2. Establish review mechanisms for listing and delisting virtual assets. Operators must set clear standards and procedures for reviewing virtual asset whitepapers and listing/delisting decisions, and incorporate these into their internal control systems.
3. Enhance segregation of platform and customer assets. Assets—whether legal tender or virtual assets—collected by platforms for trading or payment services must be kept separate from the platform’s own assets.
4. Promote fair and transparent trading. Platforms must establish and publicly disclose trading rules and implement mechanisms to ensure market fairness.
5. Strengthen contract terms, advertising practices, and complaint handling. The guidelines will require platforms to uphold client protection based on principles of fairness, reasonableness, equality, mutual benefit, and good faith.
6. Establish operational systems, information security protocols, and hot/cold wallet management. Platforms must clearly define management systems for business continuity, information security, and private key controls for hot and cold wallets.
7. Information disclosure. Platforms must fully disclose information regarding asset issuance, listing/delisting, asset segregation, trading rules, transaction data, and client protections.

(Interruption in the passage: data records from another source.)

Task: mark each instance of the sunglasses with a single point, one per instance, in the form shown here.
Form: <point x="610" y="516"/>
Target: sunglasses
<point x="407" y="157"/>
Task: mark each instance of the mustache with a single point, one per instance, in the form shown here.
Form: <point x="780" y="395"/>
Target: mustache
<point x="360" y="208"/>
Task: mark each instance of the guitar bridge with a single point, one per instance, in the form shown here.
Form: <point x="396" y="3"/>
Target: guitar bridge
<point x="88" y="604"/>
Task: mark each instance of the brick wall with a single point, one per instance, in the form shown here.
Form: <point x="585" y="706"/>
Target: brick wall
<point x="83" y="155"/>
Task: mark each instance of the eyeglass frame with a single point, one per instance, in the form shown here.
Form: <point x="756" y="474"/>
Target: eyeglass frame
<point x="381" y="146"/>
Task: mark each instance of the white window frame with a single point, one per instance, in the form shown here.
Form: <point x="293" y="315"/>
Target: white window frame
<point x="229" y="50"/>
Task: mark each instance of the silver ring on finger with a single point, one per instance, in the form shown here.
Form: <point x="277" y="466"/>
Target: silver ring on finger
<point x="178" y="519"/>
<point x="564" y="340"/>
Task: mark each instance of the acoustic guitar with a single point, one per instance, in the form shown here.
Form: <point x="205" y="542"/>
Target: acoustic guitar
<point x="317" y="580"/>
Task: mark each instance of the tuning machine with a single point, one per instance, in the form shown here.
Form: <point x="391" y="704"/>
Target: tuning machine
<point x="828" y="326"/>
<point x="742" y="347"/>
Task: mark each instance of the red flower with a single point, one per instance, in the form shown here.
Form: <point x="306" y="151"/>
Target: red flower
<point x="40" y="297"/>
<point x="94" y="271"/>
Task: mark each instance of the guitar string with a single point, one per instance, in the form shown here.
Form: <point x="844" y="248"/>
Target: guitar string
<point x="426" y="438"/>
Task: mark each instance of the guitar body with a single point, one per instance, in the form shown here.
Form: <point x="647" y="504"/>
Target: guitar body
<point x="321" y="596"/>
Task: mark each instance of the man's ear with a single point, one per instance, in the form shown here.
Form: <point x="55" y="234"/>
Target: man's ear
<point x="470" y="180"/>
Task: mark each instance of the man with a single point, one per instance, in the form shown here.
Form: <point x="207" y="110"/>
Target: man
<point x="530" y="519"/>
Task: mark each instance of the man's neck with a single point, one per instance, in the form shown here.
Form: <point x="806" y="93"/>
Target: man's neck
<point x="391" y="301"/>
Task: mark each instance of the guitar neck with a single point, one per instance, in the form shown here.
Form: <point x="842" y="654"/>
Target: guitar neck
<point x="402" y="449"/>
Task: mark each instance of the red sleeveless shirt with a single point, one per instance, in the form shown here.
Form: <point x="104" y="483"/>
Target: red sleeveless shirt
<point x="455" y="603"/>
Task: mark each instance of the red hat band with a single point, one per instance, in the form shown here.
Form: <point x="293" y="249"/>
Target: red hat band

8. Strengthen internal controls and audit mechanisms. Platforms must establish internal control and audit systems ensuring independent and objective operations, and must agree to on-site inspections conducted by the financial regulator or its authorized agents.
9. Apply equivalent anti-money laundering (AML) supervision to individual crypto dealers as to corporate entities. Individuals engaging in virtual asset businesses and submitting AML compliance declarations to the regulator must meet the same declaration content and quality standards as legal entities.
10. Prohibit overseas crypto platforms from conducting unauthorized business activities. Overseas virtual asset platforms that have not registered under the Company Act and submitted AML compliance declarations to Taiwan’s financial regulator are prohibited from soliciting business in Taiwan or to Taiwanese residents.